Vale a pena acompanhar, durante alguns momentos, esse diálogo. Refere o pai: “– Eles têm lá, segundo se diz, as duas teses ou raciocínios: o mais forte, ou lá o que é, e o mais fraco. Ora, um destes dois raciocínios, precisamente o mais fraco, garantem que tem cá uma lábia, que é capaz de vencer as causas mais injustas. Portanto, se tu me aprenderes esse tal raciocínio injusto, todas as dívidas que contraí por tua causa… truca: não pagarei nada a ninguém, nem a ponta dum corno”.

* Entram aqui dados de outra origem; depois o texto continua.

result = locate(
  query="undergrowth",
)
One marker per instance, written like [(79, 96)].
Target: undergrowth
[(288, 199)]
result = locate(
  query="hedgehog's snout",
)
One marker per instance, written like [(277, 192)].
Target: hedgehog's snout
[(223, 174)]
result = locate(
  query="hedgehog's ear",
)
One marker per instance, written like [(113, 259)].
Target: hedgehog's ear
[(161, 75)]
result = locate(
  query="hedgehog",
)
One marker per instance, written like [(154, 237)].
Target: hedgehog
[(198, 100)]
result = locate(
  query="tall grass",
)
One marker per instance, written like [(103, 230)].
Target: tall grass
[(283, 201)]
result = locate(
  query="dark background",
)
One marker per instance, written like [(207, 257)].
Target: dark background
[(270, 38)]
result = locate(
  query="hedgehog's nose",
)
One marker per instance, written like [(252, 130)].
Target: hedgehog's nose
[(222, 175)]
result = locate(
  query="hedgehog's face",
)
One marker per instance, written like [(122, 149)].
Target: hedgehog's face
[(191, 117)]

O problema é que Fidípides não esteve para os ajustes e recusou o convite do pai, decisão que obrigou o desesperado Estrepsíades a inscrever-se ele próprio na escola de Sócrates, que, nesta comédia, emerge como a “personagem tipo” do “velho catedrático (leia-se, hoje, licenciado, doutor, engenheiro…), fardado a preceito, senhor da verdade” (prefácio de Custódio Magueijo na obra citada).

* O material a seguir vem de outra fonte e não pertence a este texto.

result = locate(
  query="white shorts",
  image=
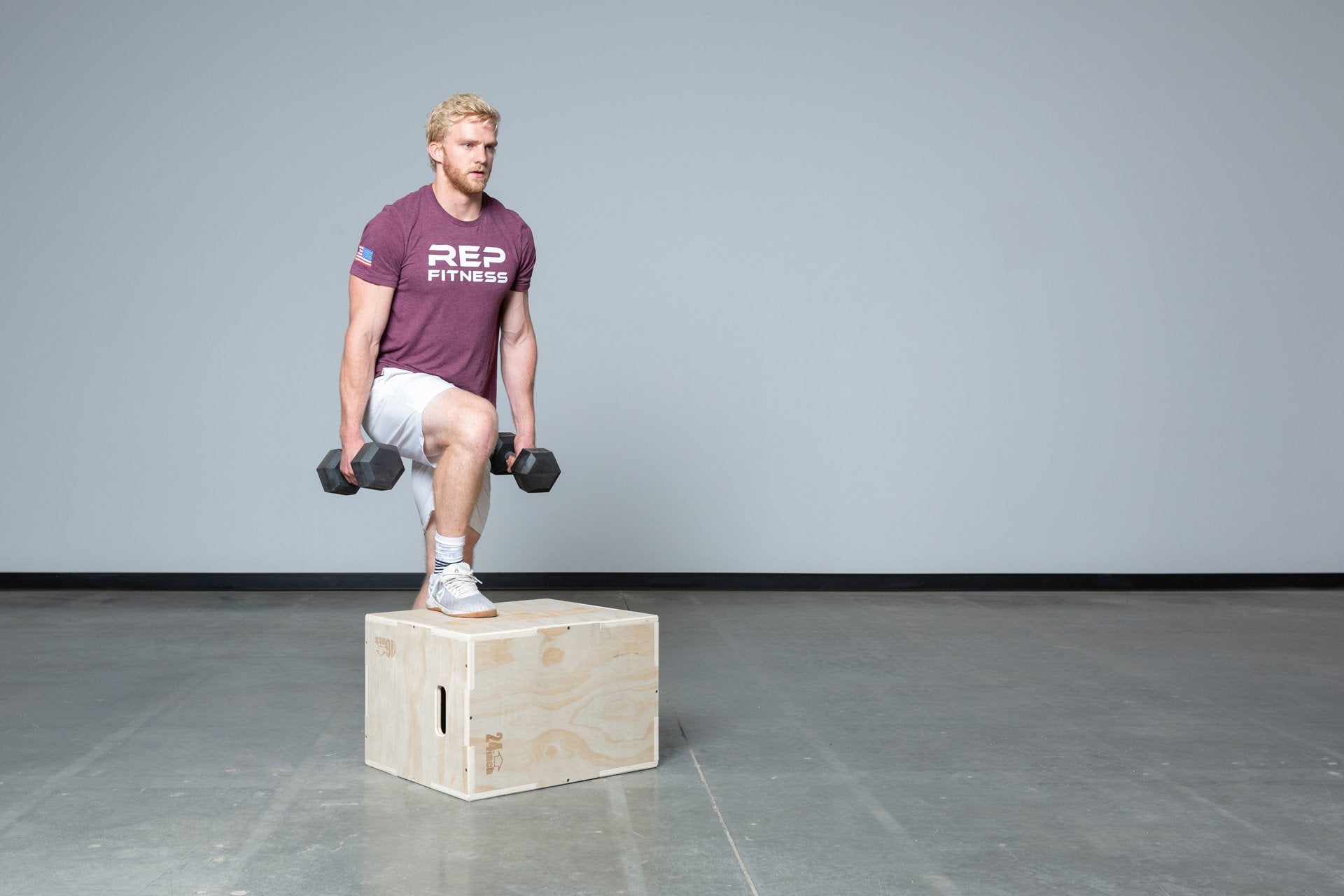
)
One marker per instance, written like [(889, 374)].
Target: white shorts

O velho agricultor vai então bater (e com que violência!) à porta da escola socrática, sendo imediatamente recebido por um discípulo do Mestre, que o elucida das façanhas de Sócrates:

Discípulo: “– Ora bem: perguntava-lhe certa vez Querefonte de Esfeto qual era a sua opinião [leia-se, a de Sócrates] sobre o seguinte: se os mosquitos zumbiam pela tromba ou pelo traseiro”.

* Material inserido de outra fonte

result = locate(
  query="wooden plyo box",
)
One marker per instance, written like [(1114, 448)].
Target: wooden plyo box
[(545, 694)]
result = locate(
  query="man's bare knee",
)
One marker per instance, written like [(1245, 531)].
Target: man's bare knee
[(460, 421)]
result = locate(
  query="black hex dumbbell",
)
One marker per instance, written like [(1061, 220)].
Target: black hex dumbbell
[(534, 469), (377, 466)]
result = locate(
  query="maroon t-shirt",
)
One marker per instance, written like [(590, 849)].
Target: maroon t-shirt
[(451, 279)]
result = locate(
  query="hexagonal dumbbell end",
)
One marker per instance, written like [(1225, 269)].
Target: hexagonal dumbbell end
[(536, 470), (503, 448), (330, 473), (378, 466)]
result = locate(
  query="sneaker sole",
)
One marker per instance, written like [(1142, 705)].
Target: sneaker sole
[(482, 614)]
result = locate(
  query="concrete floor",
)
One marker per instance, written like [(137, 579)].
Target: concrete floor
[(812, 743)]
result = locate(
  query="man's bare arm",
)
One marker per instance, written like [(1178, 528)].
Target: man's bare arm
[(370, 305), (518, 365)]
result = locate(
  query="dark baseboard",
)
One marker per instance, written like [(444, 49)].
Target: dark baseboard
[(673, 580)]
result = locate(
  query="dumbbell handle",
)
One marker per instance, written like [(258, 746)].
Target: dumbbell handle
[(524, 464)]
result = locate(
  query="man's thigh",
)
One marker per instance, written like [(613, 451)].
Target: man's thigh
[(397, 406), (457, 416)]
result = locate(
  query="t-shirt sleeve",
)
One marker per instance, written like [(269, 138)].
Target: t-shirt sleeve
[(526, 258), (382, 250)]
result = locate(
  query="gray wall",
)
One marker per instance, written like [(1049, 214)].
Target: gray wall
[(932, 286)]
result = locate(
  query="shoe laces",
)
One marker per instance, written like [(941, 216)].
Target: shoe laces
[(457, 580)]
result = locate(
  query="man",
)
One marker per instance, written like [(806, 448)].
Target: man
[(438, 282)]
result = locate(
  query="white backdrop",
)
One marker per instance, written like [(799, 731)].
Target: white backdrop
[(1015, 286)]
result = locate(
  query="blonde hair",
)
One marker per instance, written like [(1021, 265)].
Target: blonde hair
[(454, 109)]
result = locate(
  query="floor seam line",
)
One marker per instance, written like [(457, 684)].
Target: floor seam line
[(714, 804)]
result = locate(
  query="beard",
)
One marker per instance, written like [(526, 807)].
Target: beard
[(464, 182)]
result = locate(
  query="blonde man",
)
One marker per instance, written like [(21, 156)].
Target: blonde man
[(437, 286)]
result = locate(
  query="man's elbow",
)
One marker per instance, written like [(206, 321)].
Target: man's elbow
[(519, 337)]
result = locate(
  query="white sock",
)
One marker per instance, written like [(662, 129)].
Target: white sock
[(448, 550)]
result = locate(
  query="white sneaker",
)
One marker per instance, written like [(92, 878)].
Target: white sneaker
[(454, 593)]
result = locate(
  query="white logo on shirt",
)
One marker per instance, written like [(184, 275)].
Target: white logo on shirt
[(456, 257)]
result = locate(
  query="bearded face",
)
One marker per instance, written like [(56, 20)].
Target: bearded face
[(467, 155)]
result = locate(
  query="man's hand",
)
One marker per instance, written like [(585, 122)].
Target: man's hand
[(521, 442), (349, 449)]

Estrepsíades: “– Isch!! E que é que ele respondeu?” Discípulo: “– Afirmava Sócrates que o intestino dos mosquitos é estreito.

Então, por via da estreiteza, a corrente de ar passa forçada, direito ao traseiro. Depois, é claro, e também por via da estreiteza, gera-se o vazio, e vai daí o ânus, pum: ribomba derivado à violência do sopro”.

Estrepsíades: “– Quer então dizer que o traseiro dos mosquitos é uma trombeta… Oh! Bendito seja um tal in…testigador [jogo de palavras, associando investigador a intestino…]”.

O velho agricultor é então levado à presença do Mestre e a certa altura, quando interrogado (célebre método da maiêutica) não deixará de desabafar:

“Não sei… mas dá-me a impressão que estás a falar bem…”. E, logo a seguir, procurará que fiquem bem claros os seus objectivos: “O que pretendo é virar a justiça do avesso em meu proveito, conseguir safar-me dos meus credores. […] A partir de agora, façam de mim o que bem entenderem, este meu corpo lhes entrego: batam-lhe, façam-no passar fome, passar sede, deixem-no imundo, enregelado, esfolem-no e façam dele um odre, contanto que me safe das dívidas e que entre os homens ganhe fama de manhoso, bem falante, destemido, assomadiço, desavergonhado, coleccionador de endróminas, verborrento, rato de tribunais […]”.

O problema estava, no entanto, para chegar. Sócrates continua o interrogatório e descobre que Estrepsíades, sem dar à luz qualquer ideia digna de registo, é, na verdade, um “ignorante” e, por isso, expulsa-o da escola. Desiludido, mas não convencido, Estrepsíades regressa ao lar e persuade o filho, Fidípides, a ingressar no frontistério.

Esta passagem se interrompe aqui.